A more-ish, midweek meal. If you don’t have any of the vegetables listed, use whichever ones you have in your fridge. It’s also delicious with just cheese and tomatoes.
- Preheat oven to 200°C (180°C fan).
- Prepare the tomato sauce by heating 2 tablespoons of oil and the garlic over a low heat. After a minute add the passata and a good pinch of salt and pepper. Leave to cook, partially covered, over a low heat for about half an hour, stirring occasionally. Then tear in the basil and stir.
- While the tomato sauce is cooking, in a large, non-stick frying pan, heat the remaining 3 tablespoons of oil and add the onions. Cook, covered, over a low heat for 5 minutes, then add the cut carrot, courgette, aubergine, pepper and a generous pinch of salt and pepper. Stir well, cover again and cook over medium high heat for 10 minutes. Remove the lid and cook over medium heat for another 10-15 minutes.

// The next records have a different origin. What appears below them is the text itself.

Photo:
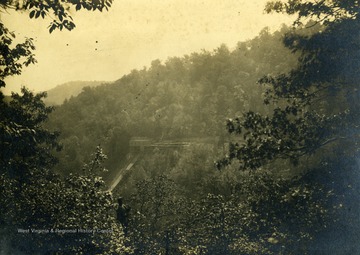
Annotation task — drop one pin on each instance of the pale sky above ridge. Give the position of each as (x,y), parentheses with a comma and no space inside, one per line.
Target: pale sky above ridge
(105,46)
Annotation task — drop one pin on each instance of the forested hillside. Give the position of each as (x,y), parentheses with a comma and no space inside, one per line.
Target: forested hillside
(182,98)
(244,151)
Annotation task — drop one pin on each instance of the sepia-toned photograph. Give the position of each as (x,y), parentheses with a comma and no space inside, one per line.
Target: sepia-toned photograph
(179,127)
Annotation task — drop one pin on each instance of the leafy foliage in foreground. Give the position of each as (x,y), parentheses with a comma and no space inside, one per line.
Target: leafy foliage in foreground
(33,198)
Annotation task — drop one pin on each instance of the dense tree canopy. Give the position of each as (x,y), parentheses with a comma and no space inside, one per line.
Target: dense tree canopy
(316,104)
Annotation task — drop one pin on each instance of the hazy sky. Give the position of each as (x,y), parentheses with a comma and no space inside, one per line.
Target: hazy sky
(105,46)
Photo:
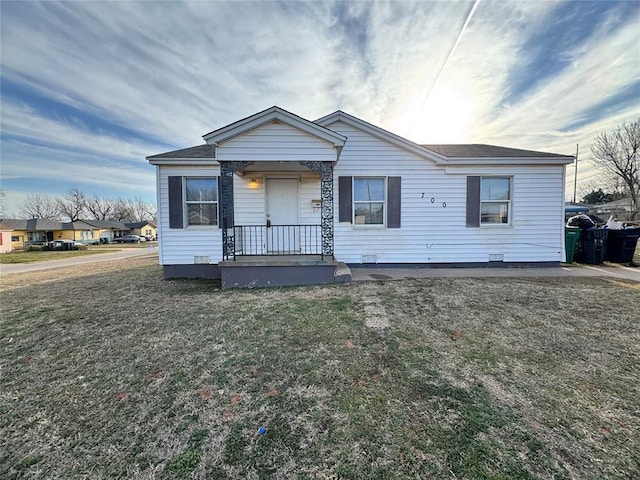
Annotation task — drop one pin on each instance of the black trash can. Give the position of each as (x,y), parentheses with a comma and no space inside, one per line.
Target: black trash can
(621,245)
(592,246)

- To assemble: spread a thin layer of tomato sauce over the base of a 30 x 25cm baking dish. Cover that with a layer of matzah, trimming the sheets to fit the dish. Layer up with about a third each of the tomato sauce then cream then vegetables then mozzarella and Parmesan. Repeat twice, but on the top layer, use fewer vegetables. You may have some vegetables over. Bake for 20-25 minutes.
- Leave to rest for 10 minutes before serving hot.